Allard Siemelink wrote:Brights numbers are a little less pronounced than Glaurungs but the simple eval is still ~200 elo worse than its own.

Here are the results of a 3000 game match (4096 nodes/move) that just finished:
22.67% elo=-213, +562 -2202 =236

I think I'll run a match with longer time controls to see if that yields different results
Edsel Apostol
Posts: 803
Joined: Mon Jul 17, 2006 5:53 am
Full name: Edsel Apostol

Re: Unified eval tournament?

Post by Edsel Apostol »

Allard Siemelink wrote:I tuned Bright's eval a bit, the results are now clearly better and in the same ballpark as Glaurung's:

simple eval scores 11.2% for -359 elo in 250 games at 64k nodes/move (~5 seconds/game):
+194/250=88.80% elo=+359, +211 -17 =22

and
simple eval scores 14.5% for -300 elo in 142 games at 40 moves/40 seconds
+120/142=84.5% elo=+301, +112 -14 =16

Considering that the nps of the simple eval version is double the nps of the version with the real eval, adding ~60 elo, the results match almost suspiciously well.
Allard Siemelink wrote:Here are the results of the match at 40 moves/40 seconds repeating:
18.14% elo=-263. +38 -261 =51

Indeed the results of the simple eval version have gone down, as I expected.
Yet, it still scores better than Glaurungs 13.5%.
Allard Siemelink wrote:Brights numbers are a little less pronounced than Glaurungs but the simple eval is still ~200 elo worse than its own.

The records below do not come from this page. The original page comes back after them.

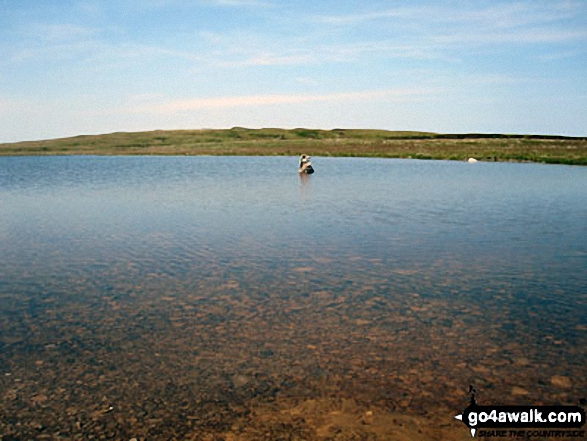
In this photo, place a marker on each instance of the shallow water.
(178, 297)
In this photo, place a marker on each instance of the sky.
(72, 67)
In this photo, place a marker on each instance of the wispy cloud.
(176, 106)
(350, 19)
(237, 3)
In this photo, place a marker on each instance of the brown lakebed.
(148, 298)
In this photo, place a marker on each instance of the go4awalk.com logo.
(523, 421)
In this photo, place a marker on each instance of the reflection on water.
(163, 298)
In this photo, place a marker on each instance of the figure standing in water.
(305, 165)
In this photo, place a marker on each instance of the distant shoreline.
(239, 141)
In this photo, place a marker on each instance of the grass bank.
(337, 142)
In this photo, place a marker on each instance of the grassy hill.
(337, 142)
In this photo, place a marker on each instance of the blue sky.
(85, 66)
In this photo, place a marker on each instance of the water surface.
(162, 297)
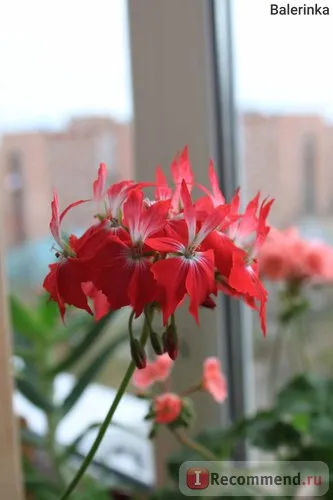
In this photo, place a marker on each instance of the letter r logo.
(197, 478)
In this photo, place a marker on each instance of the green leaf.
(305, 394)
(321, 431)
(72, 448)
(221, 442)
(87, 376)
(301, 422)
(48, 312)
(25, 322)
(29, 437)
(30, 392)
(166, 494)
(83, 346)
(267, 432)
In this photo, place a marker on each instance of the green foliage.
(46, 348)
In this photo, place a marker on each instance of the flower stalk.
(108, 419)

Here are the results of a 3000 game match (4096 nodes/move) that just finished:
22.67% elo=-213, +562 -2202 =236

I think I'll run a match with longer time controls to see if that yields different results
Hi Allard,

What GUI did you use to test with fixed nodes? I'm using Arena and it seems not fast enough for me. A game sometimes could last 30 seconds even if I'm using fewer nodes than what you are using. My engine's NPS is slightly lower than yours and my hardware is old.

By the way, have you tried your experiment above with a fixed depth of for example 1? Which is more reliable in your opinion to test the changes in eval, fixed depth or fixed nodes?
Allard Siemelink
Posts: 297
Joined: Fri Jun 30, 2006 9:30 pm
Location: Netherlands

Re: Unified eval tournament?

Post by Allard Siemelink »

Hi Edsel,

Arena is indeed too slow, so I rolled my own.
It is a command line thingy built into Bright itself.
Basically it starts some uci engine and then talks uci
to play games against the hosting bright exe.

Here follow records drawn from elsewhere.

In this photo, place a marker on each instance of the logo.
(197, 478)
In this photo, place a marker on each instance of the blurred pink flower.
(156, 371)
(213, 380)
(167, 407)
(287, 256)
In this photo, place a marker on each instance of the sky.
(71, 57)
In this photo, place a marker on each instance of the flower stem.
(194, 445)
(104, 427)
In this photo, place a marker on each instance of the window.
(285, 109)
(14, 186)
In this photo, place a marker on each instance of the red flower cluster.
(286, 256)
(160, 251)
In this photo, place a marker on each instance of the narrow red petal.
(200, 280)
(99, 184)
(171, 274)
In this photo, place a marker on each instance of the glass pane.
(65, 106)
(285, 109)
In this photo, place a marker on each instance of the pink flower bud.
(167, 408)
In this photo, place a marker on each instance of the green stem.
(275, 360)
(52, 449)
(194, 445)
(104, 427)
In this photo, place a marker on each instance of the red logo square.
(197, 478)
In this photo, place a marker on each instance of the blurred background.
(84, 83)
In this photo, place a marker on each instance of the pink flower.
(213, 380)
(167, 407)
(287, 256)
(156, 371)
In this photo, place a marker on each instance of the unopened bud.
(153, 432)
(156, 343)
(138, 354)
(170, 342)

I have not tried fixed depth=1 matches, I would think that it is prone to simple tactical traps and unreliable for endgames.
The 4096 nodes still reach depth=4 on average.
If playing fixed node matches, it will actually search deeper during the endgame, like in real games.

Edsel Apostol wrote: Hi Allard,

What GUI did you use to test with fixed nodes? I'm using Arena and it seems not fast enough for me. A game sometimes could last 30 seconds even if I'm using fewer nodes than what you are using. My engine's NPS is slightly lower than yours and my hardware is old.

By the way, have you tried your experiment above with a fixed depth of for example 1? Which is more reliable in your opinion to test the changes in eval, fixed depth or fixed nodes?